Grinding up a hill so slowly that my Garmin was flashing Auto Pause, a guy walking downhill and into a side turning looked back at me, laughed and called out “strong legs”. Barbados is a place where you see a lot of people smiling and laughing. Flying downwind on the flat a very elderly, very skinny lady wearing a red wide brimmed hat, looked up and impulsively gave me a huge wave. Riding past the many small countryside bus stops and through the villages, just about everyone would smile and wave, shout out words of encouragement, or give you a simple “yeah mon” in reply to your “hiya”.

They drive on the left in Barbados and the drivers seem to have endless patience and drive extremely carefully and courteously, giving you a wide berth and often letting you out at junctions. My rides often meant crossing the busier main highway that runs South from the airport to the North of Barbados. I was waiting for a big truck to pass. He slowed up to a stop, flashed his lights and waved me across. I waved my thanks as he bipped his horn and I was on my way. This sort of simple gesture is not uncommon. You’ll often get a simple, single toot to warn you that a car is behind you, and often whilst pushing uphill a lorry, or a tour bus would beep or flash their lights in encouragement. This didn’t happen occasionally, it happened all the time. Stop to look at the map and someone will ask if they can help you find your way. I have rarely felt safer on my bike.

Barbados, the most westerly of all the Caribbean islands is a pear-shaped island approximately 21 miles long by about 15 wide with steady trade winds blow from the North East Atlantic. The glitzier, hotter west coast sits in the lee of the wind, but where we stayed, right on the less commercial, more rural southernmost tip, is where you get the maximum cooling benefit from the trades. Average temperatures are around 28 degrees. It’s a great climate. It’s tropical and it does rain, but it can do so in one spot and not another. 5 minutes later though it’s all dried up. But beware, the roads do get slippery when wet; I had an interesting sideways moment on a negative-camber right-hander.

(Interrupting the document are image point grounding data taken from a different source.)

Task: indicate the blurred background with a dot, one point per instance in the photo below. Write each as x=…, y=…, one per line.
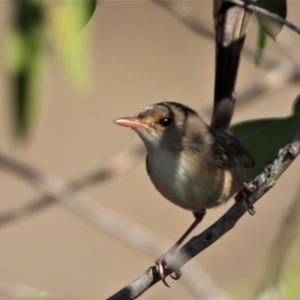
x=132, y=54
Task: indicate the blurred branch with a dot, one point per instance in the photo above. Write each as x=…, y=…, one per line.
x=286, y=236
x=260, y=185
x=184, y=13
x=120, y=164
x=105, y=219
x=265, y=12
x=22, y=292
x=280, y=72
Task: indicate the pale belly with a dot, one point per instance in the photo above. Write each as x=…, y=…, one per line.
x=193, y=191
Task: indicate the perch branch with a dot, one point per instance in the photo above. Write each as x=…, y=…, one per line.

A coast road runs right up the west side, and then running South to North inland and almost parallel is the main Highway connecting all the larger towns. You won’t want to ride on that but the other main roads that run North East across the island are all good road-bike-riding routes with a whole network of minor inter-connecting roads in between.

At some point you will always ride into wind and the trades can blow up to 20 mph, so it will be a slog, but the pay-back is the fantastic big-grin downwind flyers. The blast flying up the rise passing Pollards Mill, dated 1712, through open countryside with the wind pushing me hard on my back, was one of the memorable moments of my trip.  Flying down and down Gun Hill towards  Bridgetown on perfectly smooth surfaces, was another momentous moment. The guys in the van chasing me gave me a congratulatory beep-beep da beep-beep as I eventually took a left hander towards home. (I had overtaken them earlier and it was a great, good natured chase).

The roads are generally good, and there are some pot holes, but I’ve seen worse in the Surrey Hills. Some of the surfaces are perfection. Some have what can be best described as elephant knee creases, which don’t pose any problems and some of the back roads suddenly deteriorate into handle bar bouncing roughness. I called these my Paris Roubaix moments. Punctures? Zero.

If you’re a glutton for punishment, the aptly named Mount Pleasant is for you. That arm shaking 44.7% gradient (according to Strava) ground me to an embarrassing halt. Luckily there was no one around to see my humiliation, and I nearly succumbed to the walk of shame before criss-crossing the road to finish the thankfully short climb. There are plenty of challenging rides to be had, and during my 2-week stay I covered 320 miles and climbed 19,000 feet in 8 rides, all followed with the reward of a dip in the beautifully warm turquoise surf to cool me off later.

I took my own bike even though there is bike hire on the island which I didn’t check out. There are bike shops and Taylor’s in Bridgetown was recommended. BA charged me £60 to take the bike; they charge bikes at the same price as any other additional baggage. Watch out though. Due to local airport charges and taxes you will be charged at the airport to bring your bike home. You cannot pay in advance from the UK. Cost is a whopping $118. However we had a really great check-in guy and when I asked “can my bike go for free?” he said “yeah we’ll put it down as mobility”, so I was lucky and a perfect end to a perfect bike break. Its a tough ride in the winter!